Utility tax brought back up, budget not adopted yet

   by Andrew Walgamott
   WOODINVILLE--Though the City Council set property taxes for 1998 last week, a budget for next year has yet to be approved. Passage of Woodinville's $22.2 million budget was held up when Councilman Art Saulness reopened discussion on the proposed utility tax, hoping to include the tax in the regular budgeting process rather than having it as a supplemental item. The tax issue had been tabled until Jan. 12, though Saulness brought it back to the floor.

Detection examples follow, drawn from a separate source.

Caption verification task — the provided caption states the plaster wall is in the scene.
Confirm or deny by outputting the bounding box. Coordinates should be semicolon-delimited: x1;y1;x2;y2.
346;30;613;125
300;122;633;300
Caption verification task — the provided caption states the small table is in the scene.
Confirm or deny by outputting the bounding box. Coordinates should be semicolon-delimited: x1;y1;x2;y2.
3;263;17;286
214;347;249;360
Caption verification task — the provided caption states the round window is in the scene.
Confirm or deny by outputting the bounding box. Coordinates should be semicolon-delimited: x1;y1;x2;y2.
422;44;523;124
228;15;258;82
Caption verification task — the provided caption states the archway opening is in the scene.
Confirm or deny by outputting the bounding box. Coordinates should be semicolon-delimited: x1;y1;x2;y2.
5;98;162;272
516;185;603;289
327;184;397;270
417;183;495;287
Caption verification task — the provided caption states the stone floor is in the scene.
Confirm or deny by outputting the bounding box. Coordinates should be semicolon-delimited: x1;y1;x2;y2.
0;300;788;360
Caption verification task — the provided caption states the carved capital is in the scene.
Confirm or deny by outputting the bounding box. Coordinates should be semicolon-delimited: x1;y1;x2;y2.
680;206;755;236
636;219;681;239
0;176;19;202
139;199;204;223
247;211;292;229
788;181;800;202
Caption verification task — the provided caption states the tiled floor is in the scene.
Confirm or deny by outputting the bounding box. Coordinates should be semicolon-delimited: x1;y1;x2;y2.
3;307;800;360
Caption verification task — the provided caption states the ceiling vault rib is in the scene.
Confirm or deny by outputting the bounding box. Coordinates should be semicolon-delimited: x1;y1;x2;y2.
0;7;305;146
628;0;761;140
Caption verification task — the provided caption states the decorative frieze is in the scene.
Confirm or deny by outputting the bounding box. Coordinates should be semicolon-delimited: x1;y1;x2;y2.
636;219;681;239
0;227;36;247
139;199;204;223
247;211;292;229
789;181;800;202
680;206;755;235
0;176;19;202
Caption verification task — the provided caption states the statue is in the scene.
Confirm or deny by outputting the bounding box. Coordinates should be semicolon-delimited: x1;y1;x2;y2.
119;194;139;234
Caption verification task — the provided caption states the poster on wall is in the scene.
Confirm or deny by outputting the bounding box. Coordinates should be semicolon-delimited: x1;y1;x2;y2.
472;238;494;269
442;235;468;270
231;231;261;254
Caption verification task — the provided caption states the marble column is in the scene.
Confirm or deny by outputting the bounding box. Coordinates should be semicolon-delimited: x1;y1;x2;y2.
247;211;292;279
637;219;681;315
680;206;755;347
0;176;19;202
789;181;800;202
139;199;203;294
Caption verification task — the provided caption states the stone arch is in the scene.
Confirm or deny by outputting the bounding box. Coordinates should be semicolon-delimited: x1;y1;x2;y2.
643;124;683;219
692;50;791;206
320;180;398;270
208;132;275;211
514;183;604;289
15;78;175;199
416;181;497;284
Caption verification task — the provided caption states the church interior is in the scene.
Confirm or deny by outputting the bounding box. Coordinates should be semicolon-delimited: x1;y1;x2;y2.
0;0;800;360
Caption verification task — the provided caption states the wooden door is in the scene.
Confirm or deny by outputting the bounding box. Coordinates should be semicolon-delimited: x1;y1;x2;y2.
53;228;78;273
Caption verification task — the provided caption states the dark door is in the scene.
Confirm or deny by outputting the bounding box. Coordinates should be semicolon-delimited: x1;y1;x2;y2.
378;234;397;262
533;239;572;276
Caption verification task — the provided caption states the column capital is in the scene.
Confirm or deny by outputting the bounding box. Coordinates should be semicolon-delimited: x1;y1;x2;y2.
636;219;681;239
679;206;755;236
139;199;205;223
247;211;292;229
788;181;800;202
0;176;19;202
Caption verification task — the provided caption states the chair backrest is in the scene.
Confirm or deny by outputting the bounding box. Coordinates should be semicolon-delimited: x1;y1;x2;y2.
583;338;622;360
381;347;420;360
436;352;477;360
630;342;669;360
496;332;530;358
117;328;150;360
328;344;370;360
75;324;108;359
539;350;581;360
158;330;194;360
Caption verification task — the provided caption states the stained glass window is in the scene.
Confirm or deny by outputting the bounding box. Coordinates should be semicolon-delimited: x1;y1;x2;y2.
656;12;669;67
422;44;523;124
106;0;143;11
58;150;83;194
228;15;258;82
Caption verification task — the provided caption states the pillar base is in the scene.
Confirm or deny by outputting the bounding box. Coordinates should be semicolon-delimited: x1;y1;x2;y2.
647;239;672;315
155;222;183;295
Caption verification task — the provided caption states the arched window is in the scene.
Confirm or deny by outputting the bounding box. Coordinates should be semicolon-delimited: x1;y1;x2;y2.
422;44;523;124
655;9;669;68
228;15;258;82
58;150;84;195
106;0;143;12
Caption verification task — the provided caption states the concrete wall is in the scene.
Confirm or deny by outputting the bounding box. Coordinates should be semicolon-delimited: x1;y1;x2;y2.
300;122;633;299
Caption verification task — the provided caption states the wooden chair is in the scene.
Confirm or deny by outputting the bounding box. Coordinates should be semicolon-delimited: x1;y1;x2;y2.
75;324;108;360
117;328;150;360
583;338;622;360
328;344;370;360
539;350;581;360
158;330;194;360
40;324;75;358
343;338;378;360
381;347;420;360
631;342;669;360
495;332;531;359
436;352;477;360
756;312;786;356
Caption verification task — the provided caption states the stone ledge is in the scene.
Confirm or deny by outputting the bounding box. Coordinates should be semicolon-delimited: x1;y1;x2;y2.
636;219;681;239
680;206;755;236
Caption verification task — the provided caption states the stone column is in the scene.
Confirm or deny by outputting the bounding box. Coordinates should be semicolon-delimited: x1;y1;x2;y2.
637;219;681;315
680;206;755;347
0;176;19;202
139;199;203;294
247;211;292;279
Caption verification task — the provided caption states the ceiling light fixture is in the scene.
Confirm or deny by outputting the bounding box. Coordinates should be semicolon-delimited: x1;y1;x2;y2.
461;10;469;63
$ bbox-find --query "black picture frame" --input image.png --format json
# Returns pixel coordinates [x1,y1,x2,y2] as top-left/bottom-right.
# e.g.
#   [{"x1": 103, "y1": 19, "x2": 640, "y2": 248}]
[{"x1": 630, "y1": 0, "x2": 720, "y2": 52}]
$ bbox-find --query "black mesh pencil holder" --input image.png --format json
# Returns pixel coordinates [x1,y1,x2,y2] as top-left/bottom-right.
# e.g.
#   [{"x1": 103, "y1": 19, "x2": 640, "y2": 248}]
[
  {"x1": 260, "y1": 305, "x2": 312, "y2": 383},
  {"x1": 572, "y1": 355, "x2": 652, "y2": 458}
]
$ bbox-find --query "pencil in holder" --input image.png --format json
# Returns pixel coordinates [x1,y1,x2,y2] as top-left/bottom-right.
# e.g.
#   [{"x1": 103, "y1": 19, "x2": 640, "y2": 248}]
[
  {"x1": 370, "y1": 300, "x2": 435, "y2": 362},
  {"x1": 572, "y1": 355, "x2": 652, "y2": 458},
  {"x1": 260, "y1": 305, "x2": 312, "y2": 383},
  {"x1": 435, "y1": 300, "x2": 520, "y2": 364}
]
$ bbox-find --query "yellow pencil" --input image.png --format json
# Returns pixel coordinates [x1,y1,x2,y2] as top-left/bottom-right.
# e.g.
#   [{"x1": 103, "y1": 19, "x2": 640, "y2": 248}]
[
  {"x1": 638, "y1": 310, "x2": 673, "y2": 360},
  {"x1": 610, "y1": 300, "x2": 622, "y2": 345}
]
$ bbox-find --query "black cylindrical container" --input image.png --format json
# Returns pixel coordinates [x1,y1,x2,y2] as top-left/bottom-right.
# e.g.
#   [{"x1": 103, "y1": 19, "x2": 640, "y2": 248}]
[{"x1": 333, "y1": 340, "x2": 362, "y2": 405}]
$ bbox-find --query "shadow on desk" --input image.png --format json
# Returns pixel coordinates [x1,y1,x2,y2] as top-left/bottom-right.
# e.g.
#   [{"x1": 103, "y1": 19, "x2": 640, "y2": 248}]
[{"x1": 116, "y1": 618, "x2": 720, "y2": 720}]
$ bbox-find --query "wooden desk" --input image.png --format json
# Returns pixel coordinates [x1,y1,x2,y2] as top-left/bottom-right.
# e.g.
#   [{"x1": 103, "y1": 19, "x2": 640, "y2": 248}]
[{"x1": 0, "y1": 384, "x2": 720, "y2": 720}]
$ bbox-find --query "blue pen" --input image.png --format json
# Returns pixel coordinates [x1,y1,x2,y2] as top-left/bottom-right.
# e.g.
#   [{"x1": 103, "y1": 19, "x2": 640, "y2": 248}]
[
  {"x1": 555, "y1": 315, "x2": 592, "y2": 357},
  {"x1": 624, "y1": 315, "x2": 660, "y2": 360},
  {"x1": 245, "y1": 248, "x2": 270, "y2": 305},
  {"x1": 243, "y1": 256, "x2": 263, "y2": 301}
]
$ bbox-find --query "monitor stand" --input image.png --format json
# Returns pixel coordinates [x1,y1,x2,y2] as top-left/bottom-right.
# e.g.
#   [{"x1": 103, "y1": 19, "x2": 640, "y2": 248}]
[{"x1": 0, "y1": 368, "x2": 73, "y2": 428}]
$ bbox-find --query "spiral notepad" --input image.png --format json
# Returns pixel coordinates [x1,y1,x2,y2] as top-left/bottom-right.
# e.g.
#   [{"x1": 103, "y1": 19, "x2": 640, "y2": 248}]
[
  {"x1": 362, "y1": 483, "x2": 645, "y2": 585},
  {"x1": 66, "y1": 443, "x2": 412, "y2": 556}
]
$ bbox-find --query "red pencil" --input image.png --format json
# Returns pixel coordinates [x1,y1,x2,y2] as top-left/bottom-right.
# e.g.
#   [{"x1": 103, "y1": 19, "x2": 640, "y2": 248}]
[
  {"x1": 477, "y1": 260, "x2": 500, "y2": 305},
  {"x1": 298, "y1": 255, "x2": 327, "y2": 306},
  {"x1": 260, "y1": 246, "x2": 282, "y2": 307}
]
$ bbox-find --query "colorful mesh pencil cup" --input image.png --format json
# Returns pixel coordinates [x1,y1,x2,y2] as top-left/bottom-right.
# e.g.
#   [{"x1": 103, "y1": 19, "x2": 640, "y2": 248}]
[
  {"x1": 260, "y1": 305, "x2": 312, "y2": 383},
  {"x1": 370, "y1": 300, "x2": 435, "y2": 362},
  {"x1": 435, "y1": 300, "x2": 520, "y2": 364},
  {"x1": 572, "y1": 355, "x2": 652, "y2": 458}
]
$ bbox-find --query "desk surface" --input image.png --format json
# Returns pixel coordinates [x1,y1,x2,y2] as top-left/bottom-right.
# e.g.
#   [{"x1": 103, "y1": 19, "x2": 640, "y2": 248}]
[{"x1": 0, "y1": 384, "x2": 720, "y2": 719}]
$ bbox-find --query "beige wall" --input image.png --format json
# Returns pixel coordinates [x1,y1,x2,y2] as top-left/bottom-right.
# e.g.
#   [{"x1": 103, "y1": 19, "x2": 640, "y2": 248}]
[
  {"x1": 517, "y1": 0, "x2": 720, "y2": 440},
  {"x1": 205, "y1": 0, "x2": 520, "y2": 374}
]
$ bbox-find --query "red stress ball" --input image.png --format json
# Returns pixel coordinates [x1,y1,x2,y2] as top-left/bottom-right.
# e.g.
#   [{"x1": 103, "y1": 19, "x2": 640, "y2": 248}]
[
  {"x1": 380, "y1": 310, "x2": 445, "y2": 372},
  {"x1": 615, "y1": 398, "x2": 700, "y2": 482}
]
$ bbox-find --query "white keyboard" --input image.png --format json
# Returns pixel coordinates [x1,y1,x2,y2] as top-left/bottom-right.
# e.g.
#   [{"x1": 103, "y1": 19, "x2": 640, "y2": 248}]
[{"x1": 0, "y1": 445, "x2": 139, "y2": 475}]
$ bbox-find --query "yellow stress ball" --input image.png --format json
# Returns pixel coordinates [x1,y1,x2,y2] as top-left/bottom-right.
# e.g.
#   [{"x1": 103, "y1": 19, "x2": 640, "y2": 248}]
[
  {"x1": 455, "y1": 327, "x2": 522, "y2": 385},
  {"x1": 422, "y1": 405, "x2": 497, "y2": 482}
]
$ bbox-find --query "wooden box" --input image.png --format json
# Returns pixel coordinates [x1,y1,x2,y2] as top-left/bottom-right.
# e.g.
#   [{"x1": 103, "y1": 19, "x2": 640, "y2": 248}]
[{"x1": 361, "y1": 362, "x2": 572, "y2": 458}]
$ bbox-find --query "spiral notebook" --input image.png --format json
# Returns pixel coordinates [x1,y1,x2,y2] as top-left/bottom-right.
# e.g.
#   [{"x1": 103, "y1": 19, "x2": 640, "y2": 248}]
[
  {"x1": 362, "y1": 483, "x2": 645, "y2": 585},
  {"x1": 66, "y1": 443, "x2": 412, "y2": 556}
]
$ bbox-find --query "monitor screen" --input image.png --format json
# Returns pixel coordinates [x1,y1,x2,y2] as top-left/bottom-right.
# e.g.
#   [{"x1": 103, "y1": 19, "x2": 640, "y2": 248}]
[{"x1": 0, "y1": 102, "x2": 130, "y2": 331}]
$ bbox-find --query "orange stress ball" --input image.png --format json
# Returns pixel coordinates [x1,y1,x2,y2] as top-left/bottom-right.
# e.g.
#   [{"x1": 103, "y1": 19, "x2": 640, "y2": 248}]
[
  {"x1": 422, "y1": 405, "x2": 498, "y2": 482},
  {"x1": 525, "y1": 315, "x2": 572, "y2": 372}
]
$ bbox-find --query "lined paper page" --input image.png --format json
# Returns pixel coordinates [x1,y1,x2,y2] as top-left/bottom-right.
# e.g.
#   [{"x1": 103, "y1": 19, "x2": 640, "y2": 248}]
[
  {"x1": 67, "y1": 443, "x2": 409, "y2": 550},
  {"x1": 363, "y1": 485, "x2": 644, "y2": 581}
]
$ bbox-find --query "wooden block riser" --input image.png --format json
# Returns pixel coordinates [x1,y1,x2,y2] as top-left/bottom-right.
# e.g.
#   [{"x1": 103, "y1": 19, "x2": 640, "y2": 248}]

   Later in the week Saulness said his priority was putting money into streets; when originally brought up, the council had agreed that a tax on electricity, natural gas, telephones and garbage service be set aside for street projects, though it was later suggested that revenues also be used for parks purchases. "If it's not dedicated to roads, I don't support it," Saulness said, though he added he would be willing to look at a compromise if as much as 70 percent went into traffic improvements. He said he was hesitant to bring the issue up again at the Dec. 15 council study session though, and that it would be fair to hear new councilmembers opinions on the matter. "The new City Council may have a different beat on it," Saulness said. His term ends Dec. 31, 1997.
   No decision was reached on implementing a utility tax at the Dec. 8 council meeting, though the council did set property taxes at $1.60 per $1,000 of assessed value, the same rate as last year. Finance Director Jim Katica said the city will collect approximately $1.6 million in property taxes in 1998. Woodinville as a whole is valued at $1.001 billion with $43 million of that from new construction.
   Katica also provided some highlights of the proposed 1998 budget. He said that of the $22 million budget, the city would spend about $12.7 million next year. Among major expenditures were $2.3 million for park construction, $1.2 million on police protection which includes hiring two new officers and providing 24-hour protection, $1.9 million on arterial streets and $1.1 million on surface water management.
   On the council's agenda for this Monday's study session was a second reading of the 1998 budget and a revised employee classification ordinance. Passage of both are required to set next year's budget. If neither pass then, the council will meet again though no meetings are scheduled for the rest of the month.